Allá por el año 1750, una mañana lluviosa fue dable observar en las calles de Londres un espectáculo extraordinario. Un hombre caminaba rápidamente por la calzada tratando de protegerse, con un enorme paraguas abierto, de una verdadera lluvia de huevos podridos, zanahorias y troncos de coles con que los pilletes londinenses lo obsequiaban por haberse atrevido a salir a la calle con aquel extravagante adminículo.
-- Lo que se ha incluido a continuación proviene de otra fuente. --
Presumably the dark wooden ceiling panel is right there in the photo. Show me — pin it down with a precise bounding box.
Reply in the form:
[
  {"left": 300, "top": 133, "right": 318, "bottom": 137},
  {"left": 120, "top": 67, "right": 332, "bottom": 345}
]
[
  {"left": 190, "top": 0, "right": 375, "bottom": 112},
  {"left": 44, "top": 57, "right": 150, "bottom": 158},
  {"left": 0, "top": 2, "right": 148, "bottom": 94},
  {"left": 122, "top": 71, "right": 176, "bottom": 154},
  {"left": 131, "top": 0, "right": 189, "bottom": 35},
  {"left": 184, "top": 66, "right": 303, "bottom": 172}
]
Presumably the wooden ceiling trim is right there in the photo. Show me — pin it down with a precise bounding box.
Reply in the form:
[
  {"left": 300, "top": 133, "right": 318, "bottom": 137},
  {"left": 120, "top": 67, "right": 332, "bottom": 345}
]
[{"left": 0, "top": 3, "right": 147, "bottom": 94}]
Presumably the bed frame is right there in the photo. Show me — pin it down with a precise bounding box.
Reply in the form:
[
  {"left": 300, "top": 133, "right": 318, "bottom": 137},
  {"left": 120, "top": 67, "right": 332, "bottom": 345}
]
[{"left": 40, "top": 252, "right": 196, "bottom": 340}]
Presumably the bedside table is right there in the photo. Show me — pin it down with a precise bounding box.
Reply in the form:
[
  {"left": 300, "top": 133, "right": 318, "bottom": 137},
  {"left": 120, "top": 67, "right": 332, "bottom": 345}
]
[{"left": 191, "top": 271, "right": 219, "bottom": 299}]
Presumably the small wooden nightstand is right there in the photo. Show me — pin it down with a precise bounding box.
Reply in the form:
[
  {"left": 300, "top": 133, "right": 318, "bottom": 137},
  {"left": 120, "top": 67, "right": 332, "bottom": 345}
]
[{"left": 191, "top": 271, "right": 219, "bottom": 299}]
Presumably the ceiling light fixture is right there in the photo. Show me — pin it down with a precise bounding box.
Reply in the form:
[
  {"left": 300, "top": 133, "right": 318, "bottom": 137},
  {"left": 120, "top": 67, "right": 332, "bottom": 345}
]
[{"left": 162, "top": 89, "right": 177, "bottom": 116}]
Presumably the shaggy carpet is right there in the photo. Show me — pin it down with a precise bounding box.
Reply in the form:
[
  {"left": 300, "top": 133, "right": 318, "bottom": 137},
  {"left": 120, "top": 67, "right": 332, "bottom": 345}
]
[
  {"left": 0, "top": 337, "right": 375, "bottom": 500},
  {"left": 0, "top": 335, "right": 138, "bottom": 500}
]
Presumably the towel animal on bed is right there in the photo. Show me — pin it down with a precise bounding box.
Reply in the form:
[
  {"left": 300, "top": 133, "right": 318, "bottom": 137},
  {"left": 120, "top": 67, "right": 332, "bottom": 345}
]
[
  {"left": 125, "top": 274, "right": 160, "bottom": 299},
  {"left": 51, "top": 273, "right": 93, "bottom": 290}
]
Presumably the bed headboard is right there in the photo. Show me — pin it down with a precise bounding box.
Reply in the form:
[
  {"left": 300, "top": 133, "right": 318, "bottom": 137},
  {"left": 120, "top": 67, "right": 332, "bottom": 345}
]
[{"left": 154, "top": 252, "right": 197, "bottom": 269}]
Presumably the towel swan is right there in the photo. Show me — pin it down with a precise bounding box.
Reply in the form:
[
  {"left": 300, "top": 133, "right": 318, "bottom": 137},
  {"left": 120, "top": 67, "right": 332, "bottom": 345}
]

La insólita lluvia terminó para aquel progresista inglés cuando llegó a su casa, donde al fin se puso en salvo.

El uso del paraguas, descendiente del quitasol o sombrilla oriental y prenda hasta entonces exclusivamente femenina, sólo se generalizó a fines del siglo xviii, al tiempo que hacía su aparición la corbata, introducida en Europa occidental por los croatas, de donde deriva su denominación francesa cravate, como prenda exclusiva de la indumentaria militar, que enseguida alcanza gran popularidad.

El chal, antiquísima prenda femenina, invade los salones, donde el más exquisito signo de distinción está dado por la mayor extravagancia: así las mujeres llevan anillos en todos los dedos de la mano, y el conde de Artois usa, como botones de su chaleco, una serie de pequeños relojes. Estas extravagancias en el vestir o en el ornato no han desaparecido por completo, pues alcanzan en los pueblos de cultura inferior verdadera ostentación. Así vemos que las mujeres de Ceilán llevan aros en las aletas de la nariz y anillos en los dedos de los pies. En África es común ver mujeres con ajorcas en los tobillos, mientras grandes platos deforman los labios de otras. La moda impone que en esta tribu las mujeres deben estirar, con pesados aros, los lóbulos de sus orejas hasta hacerles rozar los hombros, así como las bellezas do la tribu vecina adornan sus cuellos con tantos collares de metal, que llegan a semejar jirafas.